DANBURY, Conn. — There is still so much unknown about how COVID-19 will impact us in the coming months and that is impacting colleges and universities.

And, this is also putting students and their parents in a tough spot.

"It’s a crazy world that we live in, really," said Nico Lepore, a senior at Immaculate High School in Danbury, who is not only missing out on prom and a traditional high school graduation, but also the full college experience, at least to start.

"We decided that, because of the pandemic going on, that Nico would not live at school, at least the first semester," said Lisa DeMatteis-Lepore, Nico's mother.

Nico will be commuting to Sacred Heart University.

"I think, especially because nobody really knows what the future holds, I think that it’s safer, it’s smarter to take this precaution now," said Nico Lepore.

"The thought of sending him really far away right now, it’s not something we felt would be a good idea," his mom said.

The University of New Haven says some of their incoming freshmen are also choosing to commute, but that’s not the case for returning students.

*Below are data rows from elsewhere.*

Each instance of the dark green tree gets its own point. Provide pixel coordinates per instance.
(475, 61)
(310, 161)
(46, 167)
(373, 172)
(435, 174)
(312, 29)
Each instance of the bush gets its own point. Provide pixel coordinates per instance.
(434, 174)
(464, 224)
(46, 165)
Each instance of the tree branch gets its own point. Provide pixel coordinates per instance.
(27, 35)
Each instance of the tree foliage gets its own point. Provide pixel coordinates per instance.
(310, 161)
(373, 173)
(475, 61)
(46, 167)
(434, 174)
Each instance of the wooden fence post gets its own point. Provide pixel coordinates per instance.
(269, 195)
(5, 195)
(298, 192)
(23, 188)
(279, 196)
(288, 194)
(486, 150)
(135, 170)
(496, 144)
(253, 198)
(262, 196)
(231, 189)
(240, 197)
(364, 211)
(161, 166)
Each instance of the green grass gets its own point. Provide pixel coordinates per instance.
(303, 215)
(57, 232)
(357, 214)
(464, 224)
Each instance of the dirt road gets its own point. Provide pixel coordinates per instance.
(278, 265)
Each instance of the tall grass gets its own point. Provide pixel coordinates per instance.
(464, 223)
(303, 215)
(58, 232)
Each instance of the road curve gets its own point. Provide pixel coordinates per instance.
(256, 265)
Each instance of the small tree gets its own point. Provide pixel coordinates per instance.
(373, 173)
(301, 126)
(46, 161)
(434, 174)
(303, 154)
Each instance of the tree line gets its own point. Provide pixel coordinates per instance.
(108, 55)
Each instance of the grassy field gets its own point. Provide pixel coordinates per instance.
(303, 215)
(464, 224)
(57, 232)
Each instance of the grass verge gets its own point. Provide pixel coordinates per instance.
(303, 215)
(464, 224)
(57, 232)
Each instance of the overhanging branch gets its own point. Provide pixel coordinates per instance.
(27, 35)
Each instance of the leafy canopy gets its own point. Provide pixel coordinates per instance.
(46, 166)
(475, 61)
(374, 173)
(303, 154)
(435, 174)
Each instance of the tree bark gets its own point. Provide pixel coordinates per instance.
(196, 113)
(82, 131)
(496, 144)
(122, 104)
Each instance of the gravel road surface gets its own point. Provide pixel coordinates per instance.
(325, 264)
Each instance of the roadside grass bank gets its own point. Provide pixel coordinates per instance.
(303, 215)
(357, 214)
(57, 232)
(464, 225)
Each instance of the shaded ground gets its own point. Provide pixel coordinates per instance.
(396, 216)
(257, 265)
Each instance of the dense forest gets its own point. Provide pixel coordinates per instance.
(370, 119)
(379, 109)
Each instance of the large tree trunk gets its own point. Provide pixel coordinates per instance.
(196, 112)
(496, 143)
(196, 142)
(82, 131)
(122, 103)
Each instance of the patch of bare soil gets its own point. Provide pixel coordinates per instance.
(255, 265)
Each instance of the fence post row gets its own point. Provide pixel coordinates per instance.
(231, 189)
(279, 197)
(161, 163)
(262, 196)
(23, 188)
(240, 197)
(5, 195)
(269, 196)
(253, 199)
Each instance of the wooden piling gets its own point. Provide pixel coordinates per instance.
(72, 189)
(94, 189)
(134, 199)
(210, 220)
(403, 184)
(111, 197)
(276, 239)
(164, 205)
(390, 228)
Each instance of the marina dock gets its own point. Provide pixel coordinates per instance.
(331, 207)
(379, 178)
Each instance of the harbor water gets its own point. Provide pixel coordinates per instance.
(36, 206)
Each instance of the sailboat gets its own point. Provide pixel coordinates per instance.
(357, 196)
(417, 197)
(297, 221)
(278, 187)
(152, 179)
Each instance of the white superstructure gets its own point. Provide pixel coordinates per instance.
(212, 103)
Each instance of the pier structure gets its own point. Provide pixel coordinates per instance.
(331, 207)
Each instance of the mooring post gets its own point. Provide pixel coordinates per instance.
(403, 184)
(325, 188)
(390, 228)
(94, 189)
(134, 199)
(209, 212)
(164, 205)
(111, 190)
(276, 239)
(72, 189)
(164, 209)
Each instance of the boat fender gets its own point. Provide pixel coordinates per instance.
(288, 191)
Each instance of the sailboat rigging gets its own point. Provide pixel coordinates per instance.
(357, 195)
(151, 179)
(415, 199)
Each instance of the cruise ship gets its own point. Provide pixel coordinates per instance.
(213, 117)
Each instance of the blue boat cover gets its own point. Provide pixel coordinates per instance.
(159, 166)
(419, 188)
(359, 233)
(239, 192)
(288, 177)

"We’re getting record registration and housing registrations," Greg Eichhorn, Vice President of Enrollment and Student Success at the University of New Haven.

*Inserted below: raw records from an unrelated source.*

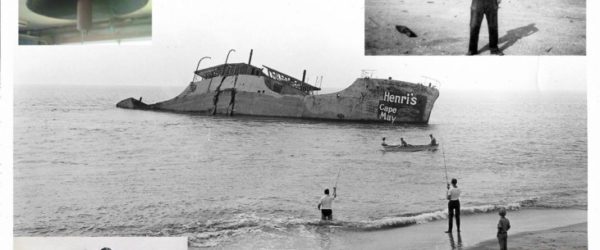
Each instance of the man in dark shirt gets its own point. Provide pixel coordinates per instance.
(433, 141)
(503, 226)
(489, 8)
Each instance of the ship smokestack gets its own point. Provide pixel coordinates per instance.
(250, 59)
(84, 15)
(303, 75)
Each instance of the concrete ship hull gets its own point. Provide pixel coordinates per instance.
(366, 100)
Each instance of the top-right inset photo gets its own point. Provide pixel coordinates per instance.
(475, 27)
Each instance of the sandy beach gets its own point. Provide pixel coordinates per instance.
(534, 27)
(569, 237)
(549, 225)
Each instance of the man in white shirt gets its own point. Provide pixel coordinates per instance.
(325, 204)
(453, 205)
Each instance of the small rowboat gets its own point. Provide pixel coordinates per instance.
(410, 148)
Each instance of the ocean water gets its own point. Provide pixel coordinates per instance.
(83, 167)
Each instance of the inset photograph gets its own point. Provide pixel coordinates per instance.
(52, 22)
(480, 27)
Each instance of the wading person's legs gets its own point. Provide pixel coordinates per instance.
(457, 215)
(491, 16)
(475, 25)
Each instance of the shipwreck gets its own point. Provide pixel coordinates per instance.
(243, 89)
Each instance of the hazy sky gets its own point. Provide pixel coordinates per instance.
(324, 37)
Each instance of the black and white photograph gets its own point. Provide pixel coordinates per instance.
(475, 27)
(269, 125)
(54, 22)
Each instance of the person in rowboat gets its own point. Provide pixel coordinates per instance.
(325, 205)
(433, 141)
(383, 142)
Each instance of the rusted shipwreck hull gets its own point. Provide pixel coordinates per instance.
(243, 89)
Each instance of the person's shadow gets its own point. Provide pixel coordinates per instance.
(512, 36)
(453, 244)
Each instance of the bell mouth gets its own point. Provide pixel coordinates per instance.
(101, 9)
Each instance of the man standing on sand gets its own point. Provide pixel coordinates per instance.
(453, 205)
(433, 140)
(325, 205)
(489, 8)
(503, 226)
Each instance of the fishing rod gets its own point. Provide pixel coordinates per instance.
(338, 177)
(445, 168)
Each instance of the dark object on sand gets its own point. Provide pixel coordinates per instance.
(405, 30)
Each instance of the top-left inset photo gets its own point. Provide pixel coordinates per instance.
(56, 22)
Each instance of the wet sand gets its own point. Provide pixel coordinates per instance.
(569, 237)
(475, 229)
(532, 27)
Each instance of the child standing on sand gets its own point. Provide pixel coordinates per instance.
(503, 226)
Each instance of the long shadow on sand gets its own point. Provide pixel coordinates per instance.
(512, 36)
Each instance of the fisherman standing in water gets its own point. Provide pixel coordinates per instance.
(325, 204)
(453, 205)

The high housing demand could pose challenges for these institutions if social distancing is still required.

"Social distancing at a residence hall is not an easy thing to do," said Eichhorn.

But, schools are still uncertain how COVID is going to impact enrollment because there is a financial component.

"Families are struggling and when enrollment’s off so are colleges and universities," said Eichhorn.

Most Connecticut colleges and universities, expect to have a much clearer picture of what the fall semester will look like by mid to late June.